= Clifford Chetwood =

British businessman

Sir Clifford Jack Chetwood FRSA (2 November 1928 – 9 February 2009) was a British business man who was chairman of George Wimpey, a major construction company, in the 1980s and 1990s.

He was a leader in the building of the Channel Tunnel by TML and a trustee of the Victoria and Albert Museum.

==Early life==
The son of Stanley Jack Chetwood, a builder, and Doris May Palmer, he was born in Fulham in November 1928. His grandfather, Valentine Chetwood, who died in 1944, was a Hackney carriage driver.

In 1953, Chetwood married Pamela Sherlock, and they went on to have three daughters and a son.

==Business career==
Chetwood was appointed as managing director and chief executive of Wimpey in 1982, then also became chairman of the company in 1984. At that time, it had over 40,000 employees and annual revenue of £1 billion, divided between a large number of British subsidiaries. Chetwood set out to convert these into three divisions, Homes, Construction, and Minerals, his aim being to create divisional autonomy and responsibility.

In June 1987, Chetwood was knighted, with The London Gazette noting that he was chairman and chief executive of George Wimpey PLC.

As head of Wimpey in the 1980s and early 1990s, Chetwood was a major player in the construction of the Channel Tunnel by the TransManche Link consortium. When problems arose within the consortium, he asked Robin Leigh-Pemberton of the Bank of England to act as a conciliator. He retired from Wimpey in 1992.

After Wimpey, Chetwood joined Broadgate Properties PLC as a director, then was chairman from 1994 to 1996. He then formed Chetwood Associates Ltd, architects.

In 1995, Chetwood was reported as believing that at least one in five newcomers to the construction industry must be a woman, to avoid a crisis caused by a shortage of skills.

==Personal life==
On 8 October 1992, Chetwood appeared on an episode of BBC Television’s Question Time broadcast from the Conservative Party conference in Brighton, with Gordon Brown, Michael Howard, and Paddy Ashdown, who was Leader of the Liberal Democrats,
while Brown and Howard later led the other two major British political parties.

A Fellow of the Royal Society of Arts and of the Royal Society for Public Health, and also a Liveryman of the Worshipful Company of Basketmakers, in 1993 Chetwood was Master of the Guild of Freemen of the City of London. He also served as a trustee of the Victoria and Albert Museum.

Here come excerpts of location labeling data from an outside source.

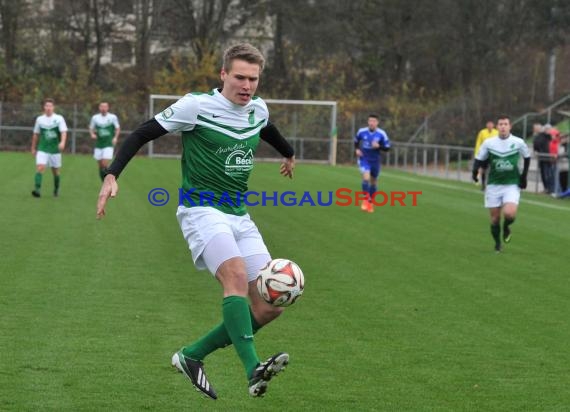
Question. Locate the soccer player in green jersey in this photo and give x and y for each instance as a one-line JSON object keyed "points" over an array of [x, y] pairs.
{"points": [[104, 128], [48, 141], [501, 154], [220, 133]]}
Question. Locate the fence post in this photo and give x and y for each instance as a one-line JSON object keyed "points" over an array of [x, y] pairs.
{"points": [[73, 131], [396, 157], [459, 165], [435, 160], [415, 159]]}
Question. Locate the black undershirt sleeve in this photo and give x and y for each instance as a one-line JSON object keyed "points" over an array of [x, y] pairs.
{"points": [[146, 132], [271, 135]]}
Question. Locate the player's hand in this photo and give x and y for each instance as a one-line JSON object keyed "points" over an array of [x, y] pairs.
{"points": [[475, 176], [287, 167], [109, 189]]}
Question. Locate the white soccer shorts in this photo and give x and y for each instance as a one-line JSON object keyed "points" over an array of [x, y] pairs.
{"points": [[214, 237], [103, 153], [498, 195], [48, 159]]}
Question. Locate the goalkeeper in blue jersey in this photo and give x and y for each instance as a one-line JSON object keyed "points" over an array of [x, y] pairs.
{"points": [[368, 143]]}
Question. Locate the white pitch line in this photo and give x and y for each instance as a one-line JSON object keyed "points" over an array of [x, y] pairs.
{"points": [[462, 189]]}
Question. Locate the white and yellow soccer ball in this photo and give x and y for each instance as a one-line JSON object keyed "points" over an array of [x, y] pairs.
{"points": [[281, 282]]}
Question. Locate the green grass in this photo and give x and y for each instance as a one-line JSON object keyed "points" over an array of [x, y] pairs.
{"points": [[404, 309]]}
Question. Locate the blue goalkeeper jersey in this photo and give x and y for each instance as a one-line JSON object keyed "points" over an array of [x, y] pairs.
{"points": [[364, 139]]}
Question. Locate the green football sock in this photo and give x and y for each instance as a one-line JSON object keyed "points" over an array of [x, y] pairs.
{"points": [[238, 325], [38, 181], [496, 232], [217, 338]]}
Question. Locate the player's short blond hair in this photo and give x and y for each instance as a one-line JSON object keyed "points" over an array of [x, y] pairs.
{"points": [[243, 51]]}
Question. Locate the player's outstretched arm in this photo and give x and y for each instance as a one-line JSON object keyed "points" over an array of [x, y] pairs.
{"points": [[146, 132]]}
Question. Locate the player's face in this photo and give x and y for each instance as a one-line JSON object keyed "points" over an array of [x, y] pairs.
{"points": [[48, 108], [240, 82], [104, 108], [372, 123], [504, 126]]}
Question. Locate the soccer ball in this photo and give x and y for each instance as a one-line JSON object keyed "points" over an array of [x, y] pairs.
{"points": [[281, 282]]}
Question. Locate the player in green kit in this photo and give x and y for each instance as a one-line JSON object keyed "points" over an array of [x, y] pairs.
{"points": [[104, 128], [48, 141], [501, 154], [220, 133]]}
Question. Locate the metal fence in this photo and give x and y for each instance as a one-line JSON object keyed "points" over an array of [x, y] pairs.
{"points": [[456, 163]]}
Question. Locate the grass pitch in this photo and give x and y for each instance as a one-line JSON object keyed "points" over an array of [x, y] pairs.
{"points": [[404, 309]]}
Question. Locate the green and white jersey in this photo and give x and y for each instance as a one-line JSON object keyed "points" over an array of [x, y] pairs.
{"points": [[49, 128], [503, 155], [219, 139], [104, 127]]}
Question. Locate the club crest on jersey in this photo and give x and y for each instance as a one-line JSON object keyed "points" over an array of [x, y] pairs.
{"points": [[239, 162]]}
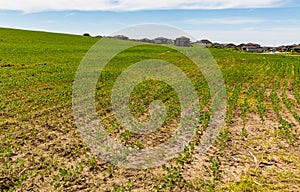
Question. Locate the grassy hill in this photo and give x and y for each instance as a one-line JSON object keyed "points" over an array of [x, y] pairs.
{"points": [[40, 149]]}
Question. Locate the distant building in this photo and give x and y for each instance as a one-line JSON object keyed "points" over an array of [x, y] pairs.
{"points": [[162, 40], [251, 47], [120, 37], [231, 46], [267, 49], [145, 40], [218, 45], [183, 42], [204, 43], [297, 49]]}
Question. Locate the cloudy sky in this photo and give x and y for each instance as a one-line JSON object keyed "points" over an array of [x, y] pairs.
{"points": [[268, 22]]}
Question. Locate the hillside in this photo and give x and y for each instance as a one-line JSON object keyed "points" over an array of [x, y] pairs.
{"points": [[41, 150]]}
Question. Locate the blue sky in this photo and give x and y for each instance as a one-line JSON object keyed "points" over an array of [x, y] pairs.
{"points": [[273, 22]]}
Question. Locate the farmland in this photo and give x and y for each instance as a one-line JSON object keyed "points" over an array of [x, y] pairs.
{"points": [[40, 148]]}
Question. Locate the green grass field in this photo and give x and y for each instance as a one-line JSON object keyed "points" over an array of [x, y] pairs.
{"points": [[40, 149]]}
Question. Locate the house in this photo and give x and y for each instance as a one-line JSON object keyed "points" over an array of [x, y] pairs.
{"points": [[218, 45], [183, 41], [204, 43], [120, 37], [146, 40], [231, 46], [267, 49], [297, 49], [251, 47], [162, 40]]}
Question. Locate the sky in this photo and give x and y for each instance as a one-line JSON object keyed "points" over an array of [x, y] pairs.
{"points": [[267, 22]]}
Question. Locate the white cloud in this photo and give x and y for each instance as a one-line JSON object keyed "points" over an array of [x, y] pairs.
{"points": [[132, 5], [270, 37], [226, 20]]}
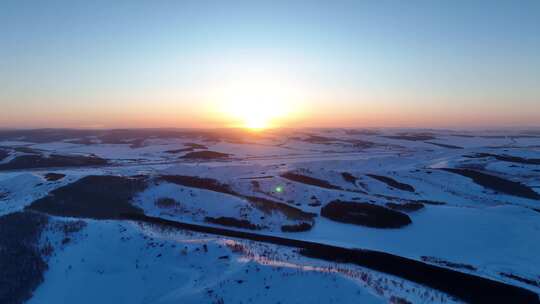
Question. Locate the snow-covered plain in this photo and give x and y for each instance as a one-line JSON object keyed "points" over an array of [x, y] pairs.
{"points": [[494, 232]]}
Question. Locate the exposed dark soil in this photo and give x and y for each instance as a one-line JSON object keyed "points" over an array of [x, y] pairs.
{"points": [[3, 154], [260, 203], [349, 178], [198, 182], [365, 214], [52, 177], [39, 161], [508, 158], [392, 182], [232, 222], [195, 146], [21, 262], [206, 155], [406, 207], [497, 183], [166, 202], [296, 228], [442, 262], [179, 151], [413, 136], [531, 282], [444, 145], [361, 132], [308, 180], [269, 206], [99, 197], [428, 202], [464, 286]]}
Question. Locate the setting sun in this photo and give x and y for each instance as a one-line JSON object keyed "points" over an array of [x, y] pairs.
{"points": [[256, 102]]}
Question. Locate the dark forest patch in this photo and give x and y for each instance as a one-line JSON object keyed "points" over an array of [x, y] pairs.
{"points": [[496, 183], [4, 153], [444, 145], [301, 227], [233, 222], [361, 132], [99, 197], [166, 202], [365, 214], [429, 202], [21, 261], [308, 180], [195, 146], [392, 182], [176, 151], [464, 286], [406, 207], [206, 155], [507, 158], [442, 262], [198, 182], [54, 160], [52, 177], [412, 136], [349, 178], [531, 282], [268, 206]]}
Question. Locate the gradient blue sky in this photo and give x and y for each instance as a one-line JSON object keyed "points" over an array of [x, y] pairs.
{"points": [[349, 63]]}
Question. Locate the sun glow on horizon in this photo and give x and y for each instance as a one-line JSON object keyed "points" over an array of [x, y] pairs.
{"points": [[257, 102]]}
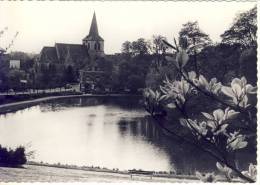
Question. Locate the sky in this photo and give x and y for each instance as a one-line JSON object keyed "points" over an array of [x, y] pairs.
{"points": [[45, 23]]}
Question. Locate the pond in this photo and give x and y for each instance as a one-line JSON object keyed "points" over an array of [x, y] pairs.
{"points": [[112, 132]]}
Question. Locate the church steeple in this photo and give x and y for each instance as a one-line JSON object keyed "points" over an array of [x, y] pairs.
{"points": [[93, 41], [93, 28]]}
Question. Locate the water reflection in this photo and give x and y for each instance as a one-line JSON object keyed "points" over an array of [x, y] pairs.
{"points": [[106, 132]]}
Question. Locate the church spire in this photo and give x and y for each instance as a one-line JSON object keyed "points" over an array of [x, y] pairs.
{"points": [[93, 31]]}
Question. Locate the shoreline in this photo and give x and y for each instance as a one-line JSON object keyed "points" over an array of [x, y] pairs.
{"points": [[43, 172], [15, 106]]}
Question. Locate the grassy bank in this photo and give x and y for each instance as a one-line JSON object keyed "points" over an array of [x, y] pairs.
{"points": [[37, 172]]}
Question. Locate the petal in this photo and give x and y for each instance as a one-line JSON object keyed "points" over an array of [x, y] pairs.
{"points": [[243, 81], [192, 75], [227, 91], [250, 89], [236, 81], [232, 114], [208, 116], [237, 89], [220, 167], [218, 114], [203, 81], [242, 144]]}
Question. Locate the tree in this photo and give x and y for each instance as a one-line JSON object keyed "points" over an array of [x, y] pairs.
{"points": [[248, 65], [192, 38], [158, 47], [243, 30], [127, 47], [141, 47], [221, 129]]}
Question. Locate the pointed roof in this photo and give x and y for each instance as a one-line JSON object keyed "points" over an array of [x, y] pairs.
{"points": [[93, 31]]}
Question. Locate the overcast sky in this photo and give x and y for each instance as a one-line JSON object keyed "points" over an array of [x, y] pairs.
{"points": [[44, 23]]}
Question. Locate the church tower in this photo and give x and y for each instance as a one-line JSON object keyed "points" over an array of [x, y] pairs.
{"points": [[93, 41]]}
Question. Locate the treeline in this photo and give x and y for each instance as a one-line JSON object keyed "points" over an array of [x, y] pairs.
{"points": [[234, 56]]}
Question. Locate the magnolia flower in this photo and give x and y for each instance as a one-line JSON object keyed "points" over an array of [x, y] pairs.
{"points": [[251, 173], [225, 170], [216, 120], [239, 91], [208, 177], [236, 141], [200, 128], [177, 91], [181, 58], [213, 86]]}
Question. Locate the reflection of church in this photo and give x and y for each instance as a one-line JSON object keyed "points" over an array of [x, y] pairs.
{"points": [[87, 60]]}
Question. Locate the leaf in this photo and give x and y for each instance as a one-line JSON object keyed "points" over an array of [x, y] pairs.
{"points": [[220, 167], [208, 116], [250, 89], [237, 89], [191, 75], [170, 59], [171, 105], [227, 91], [169, 45], [203, 81], [231, 114], [218, 114], [241, 144]]}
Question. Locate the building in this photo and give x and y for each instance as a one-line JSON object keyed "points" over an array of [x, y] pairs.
{"points": [[87, 60]]}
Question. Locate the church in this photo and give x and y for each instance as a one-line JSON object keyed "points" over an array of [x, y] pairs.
{"points": [[87, 60]]}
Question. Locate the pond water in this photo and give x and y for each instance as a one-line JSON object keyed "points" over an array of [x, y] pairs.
{"points": [[105, 132]]}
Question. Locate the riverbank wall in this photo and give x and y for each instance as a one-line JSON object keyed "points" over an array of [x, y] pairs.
{"points": [[15, 106]]}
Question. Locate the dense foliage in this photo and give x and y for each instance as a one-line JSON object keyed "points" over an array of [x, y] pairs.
{"points": [[214, 101]]}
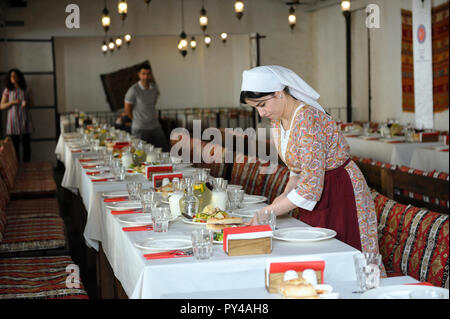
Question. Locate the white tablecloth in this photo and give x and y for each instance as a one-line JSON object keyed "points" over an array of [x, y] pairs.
{"points": [[397, 154], [143, 278], [430, 158]]}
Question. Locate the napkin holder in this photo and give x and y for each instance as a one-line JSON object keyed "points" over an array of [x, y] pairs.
{"points": [[157, 178], [160, 168], [247, 240], [274, 272], [428, 136]]}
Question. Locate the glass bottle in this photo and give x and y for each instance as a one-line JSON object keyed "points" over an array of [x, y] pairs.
{"points": [[189, 203], [202, 192]]}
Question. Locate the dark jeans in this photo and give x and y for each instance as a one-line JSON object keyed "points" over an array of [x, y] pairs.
{"points": [[26, 146], [155, 137]]}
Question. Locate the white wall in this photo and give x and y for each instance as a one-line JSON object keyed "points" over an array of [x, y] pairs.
{"points": [[330, 67]]}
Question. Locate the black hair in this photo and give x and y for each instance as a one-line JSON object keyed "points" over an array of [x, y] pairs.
{"points": [[257, 95], [145, 66], [22, 83]]}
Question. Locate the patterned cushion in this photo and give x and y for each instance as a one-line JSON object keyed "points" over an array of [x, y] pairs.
{"points": [[24, 234], [421, 197], [246, 172], [39, 277], [413, 241], [33, 208], [7, 169]]}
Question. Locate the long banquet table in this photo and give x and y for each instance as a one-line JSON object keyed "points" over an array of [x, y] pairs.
{"points": [[188, 277]]}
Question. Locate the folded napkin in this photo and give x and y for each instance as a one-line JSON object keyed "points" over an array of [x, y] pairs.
{"points": [[422, 284], [138, 228], [115, 199], [87, 160], [102, 180], [165, 254], [123, 212]]}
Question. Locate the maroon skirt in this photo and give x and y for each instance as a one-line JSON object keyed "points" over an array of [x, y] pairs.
{"points": [[336, 208]]}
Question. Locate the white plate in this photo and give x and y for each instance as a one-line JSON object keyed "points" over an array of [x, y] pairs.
{"points": [[253, 199], [406, 292], [249, 211], [124, 205], [164, 243], [303, 234], [187, 221], [136, 220], [115, 194]]}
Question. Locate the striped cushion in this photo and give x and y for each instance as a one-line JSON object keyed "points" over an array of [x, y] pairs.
{"points": [[421, 197], [246, 172], [33, 208], [413, 241], [39, 277], [24, 234]]}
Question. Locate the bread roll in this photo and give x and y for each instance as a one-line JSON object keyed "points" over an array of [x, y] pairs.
{"points": [[227, 220]]}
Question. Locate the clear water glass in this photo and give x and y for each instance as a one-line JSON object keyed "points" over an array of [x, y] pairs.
{"points": [[161, 217], [368, 269], [134, 190], [202, 243], [267, 217]]}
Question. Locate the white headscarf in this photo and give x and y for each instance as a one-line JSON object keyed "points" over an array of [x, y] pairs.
{"points": [[272, 78]]}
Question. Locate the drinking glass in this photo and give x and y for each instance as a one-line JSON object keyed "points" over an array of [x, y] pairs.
{"points": [[367, 267], [267, 217], [134, 190], [161, 217], [235, 197], [202, 243]]}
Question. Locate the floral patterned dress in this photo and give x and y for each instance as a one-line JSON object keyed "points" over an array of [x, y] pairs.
{"points": [[331, 190]]}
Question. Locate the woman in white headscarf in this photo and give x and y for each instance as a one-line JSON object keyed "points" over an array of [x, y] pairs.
{"points": [[325, 184]]}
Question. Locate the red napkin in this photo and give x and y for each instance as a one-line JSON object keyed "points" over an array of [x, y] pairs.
{"points": [[87, 160], [93, 173], [115, 199], [138, 228], [123, 212], [422, 284], [164, 254]]}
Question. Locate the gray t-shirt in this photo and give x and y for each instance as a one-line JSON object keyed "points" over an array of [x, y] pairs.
{"points": [[144, 101]]}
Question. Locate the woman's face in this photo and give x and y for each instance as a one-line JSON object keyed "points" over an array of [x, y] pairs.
{"points": [[14, 78], [270, 106]]}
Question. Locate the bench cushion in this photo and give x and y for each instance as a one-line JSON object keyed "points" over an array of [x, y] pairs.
{"points": [[28, 234], [413, 241], [38, 277]]}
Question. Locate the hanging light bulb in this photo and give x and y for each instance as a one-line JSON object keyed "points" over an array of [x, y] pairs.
{"points": [[224, 37], [193, 43], [111, 45], [207, 40], [345, 5], [104, 48], [118, 43], [127, 38], [239, 9], [292, 18], [106, 19], [122, 8], [183, 44], [203, 20]]}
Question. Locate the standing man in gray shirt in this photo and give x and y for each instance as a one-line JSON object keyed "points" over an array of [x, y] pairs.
{"points": [[140, 102]]}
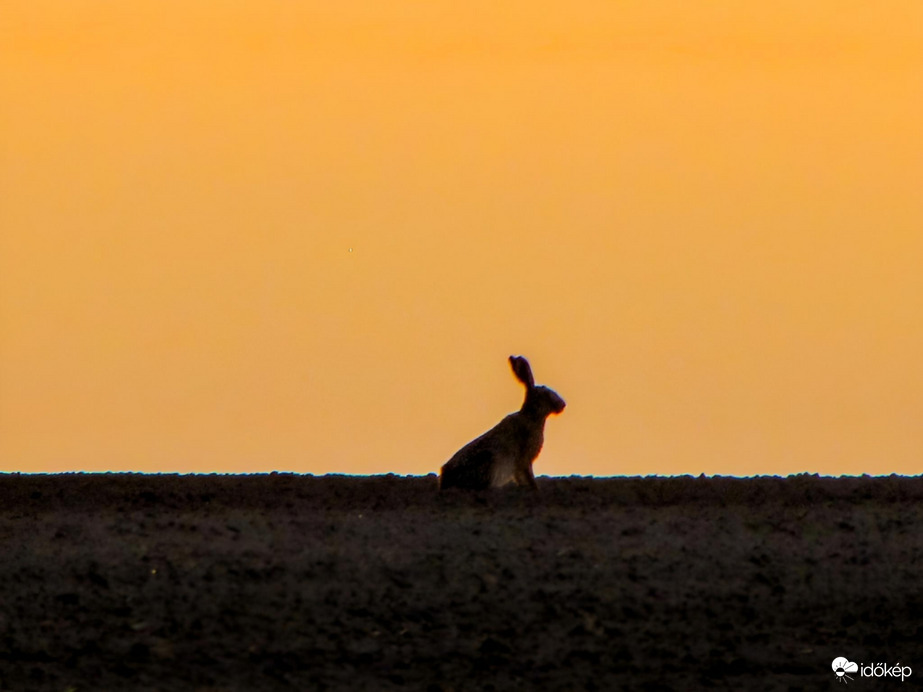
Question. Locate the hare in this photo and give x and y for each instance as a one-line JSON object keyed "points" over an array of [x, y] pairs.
{"points": [[505, 452]]}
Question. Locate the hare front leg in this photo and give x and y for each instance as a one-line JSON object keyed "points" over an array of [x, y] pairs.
{"points": [[526, 477]]}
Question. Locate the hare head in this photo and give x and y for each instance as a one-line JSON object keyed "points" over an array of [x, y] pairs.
{"points": [[540, 401]]}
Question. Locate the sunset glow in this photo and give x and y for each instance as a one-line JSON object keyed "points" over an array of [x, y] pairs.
{"points": [[244, 236]]}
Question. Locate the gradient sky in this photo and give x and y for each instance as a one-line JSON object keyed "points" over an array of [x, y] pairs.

Chetwood was an enthusiastic real tennis player and three times won the Billy Ross-Skinner British Mixed Invitation Doubles. He was influential in Wimpey becoming a major sponsor of tennis and insisted on women players sharing prize money. In 1992 he was made an Honorary member of the Ladies Real Tennis Association.

Chetwood died in 2009 and was buried in the Randalls Park Cemetery, Leatherhead. His widow died in 2017.